Le journal de bord, un outil pour contrôler les démarches des chômeurs

Le journal de bord, un outil pour contrôler les démarches des chômeurs
Le gouvernement souhaite accroître le contrôle des démarches de recherche d’emploi des chômeurs, comme la présentation à un entretien de recrutement. - © GianlucaCiroTancredi

Le projet de loi pour la liberté de choisir son avenir professionnel, débattu depuis lundi 11 juin dans l’hémicycle de l’Assemblée nationale, prévoit l’expérimentation de ce dispositif dans une partie de la France.

Sans l’affirmer explicitement, le gouvernement d’Edouard Philippe souhaite accroître le contrôle des démarches de recherche accomplies par les chômeurs pour retrouver un travail, comme l’envoi d’une candidature ou la présentation à un entretien de recrutement. Le projet de loi pour la liberté de choisir son avenir professionnel, dont les députés débattent depuis lundi 11 juin en séance publique, c’est-à-dire dans l’hémicycle du Palais Bourbon, prévoit d’imposer à titre expérimental aux personnes inscrites à Pôle emploi de tenir un journal de bord.

Les chômeurs devront fournir des informations sur « l’état d’avancement de leur recherche d’emploi » au moment de l’actualisation mensuelle de leur situation, indique l’article 34 du texte que porte la ministre du Travail, Muriel Pénicaud.

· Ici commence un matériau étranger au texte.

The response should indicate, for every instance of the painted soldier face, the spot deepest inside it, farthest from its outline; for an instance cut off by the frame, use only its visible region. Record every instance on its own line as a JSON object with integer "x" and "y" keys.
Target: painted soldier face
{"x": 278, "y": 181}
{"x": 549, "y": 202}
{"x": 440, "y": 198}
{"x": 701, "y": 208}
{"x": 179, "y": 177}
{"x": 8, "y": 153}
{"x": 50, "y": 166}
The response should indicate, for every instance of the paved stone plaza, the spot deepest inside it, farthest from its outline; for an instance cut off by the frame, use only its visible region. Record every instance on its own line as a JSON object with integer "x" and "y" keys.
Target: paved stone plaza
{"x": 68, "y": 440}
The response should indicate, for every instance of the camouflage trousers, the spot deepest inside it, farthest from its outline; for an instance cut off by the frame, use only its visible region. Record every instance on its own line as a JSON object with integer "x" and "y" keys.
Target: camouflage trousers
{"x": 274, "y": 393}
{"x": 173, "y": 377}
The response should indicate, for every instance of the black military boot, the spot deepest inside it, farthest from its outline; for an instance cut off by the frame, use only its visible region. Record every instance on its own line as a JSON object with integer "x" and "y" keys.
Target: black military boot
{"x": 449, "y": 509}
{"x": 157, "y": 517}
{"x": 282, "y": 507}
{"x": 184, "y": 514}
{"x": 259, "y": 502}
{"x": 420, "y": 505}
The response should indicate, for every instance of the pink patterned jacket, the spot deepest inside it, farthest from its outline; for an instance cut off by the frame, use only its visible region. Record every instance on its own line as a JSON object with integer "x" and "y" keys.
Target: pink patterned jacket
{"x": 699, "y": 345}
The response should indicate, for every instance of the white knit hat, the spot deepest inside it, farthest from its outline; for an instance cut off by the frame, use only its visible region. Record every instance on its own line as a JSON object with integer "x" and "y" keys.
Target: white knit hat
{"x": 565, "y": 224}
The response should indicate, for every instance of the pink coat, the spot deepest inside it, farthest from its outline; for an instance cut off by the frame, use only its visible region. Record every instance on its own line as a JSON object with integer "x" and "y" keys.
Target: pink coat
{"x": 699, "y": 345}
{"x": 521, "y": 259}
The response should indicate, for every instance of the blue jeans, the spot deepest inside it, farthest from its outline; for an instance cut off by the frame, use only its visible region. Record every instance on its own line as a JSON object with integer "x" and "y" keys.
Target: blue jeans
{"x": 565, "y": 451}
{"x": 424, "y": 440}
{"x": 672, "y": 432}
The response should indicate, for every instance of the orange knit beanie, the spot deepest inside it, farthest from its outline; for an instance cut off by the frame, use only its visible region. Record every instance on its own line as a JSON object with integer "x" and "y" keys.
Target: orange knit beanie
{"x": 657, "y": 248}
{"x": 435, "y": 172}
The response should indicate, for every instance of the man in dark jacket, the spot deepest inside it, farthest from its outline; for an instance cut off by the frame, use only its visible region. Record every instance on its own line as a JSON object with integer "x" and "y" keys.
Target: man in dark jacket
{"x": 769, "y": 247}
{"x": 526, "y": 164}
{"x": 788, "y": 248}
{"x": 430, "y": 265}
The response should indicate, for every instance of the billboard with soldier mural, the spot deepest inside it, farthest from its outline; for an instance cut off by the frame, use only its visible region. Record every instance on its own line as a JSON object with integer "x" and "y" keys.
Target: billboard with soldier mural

S’ils ne s’acquittent pas de cette obligation, ils risqueront de perdre leur inscription sur la liste de l’organisme et donc leur droit aux allocations-chômage. Mais « la cessation d’inscription n’est pas une sanction administrative, le demandeur d’emploi pouvant se réinscrire dès le jour suivant », précise le gouvernement dans l’étude d’impact du projet de loi.

Un « retour plus rapide à l’emploi »

L’expérimentation est prévue pour dix-huit mois, à compter du 1er juin 2019, dans des régions qui doivent être désignées dans un arrêté.

Guidé par le postulat que le chômage massif est notamment dû à un manque de volonté des personnes touchées, le gouvernement espère que la tenue d’un journal de bord favorisera « un retour plus rapide à l’emploi », selon l’étude d’impact. 

Dans le détail, la mesure vise à « améliorer l’accompagnement personnalisé des demandeurs d’emploi », à « détecter » les chômeurs « en situation de fragilité », à « assurer un suivi en continu de l’intensité de la recherche » et à « enclencher, le cas échéant, une dynamique de remobilisation », d’après l’exposé des motifs.

Une proposition du Medef

L’obligation de tenir un carnet de bord correspond à une proposition du Mouvement des entreprises de France (Medef). Pierre Gattaz, président de cette organisation patronale, avait évoqué en octobre 2017 la possibilité de mettre en place un contrôle « journalier, hebdomadaire ou mensuel ».

Le gouvernement cite dans l’étude d’impact les exemples de plusieurs pays étrangers où un dispositif similaire à celui envisagé est en vigueur : les Pays-Bas, le Danemark et la Suède.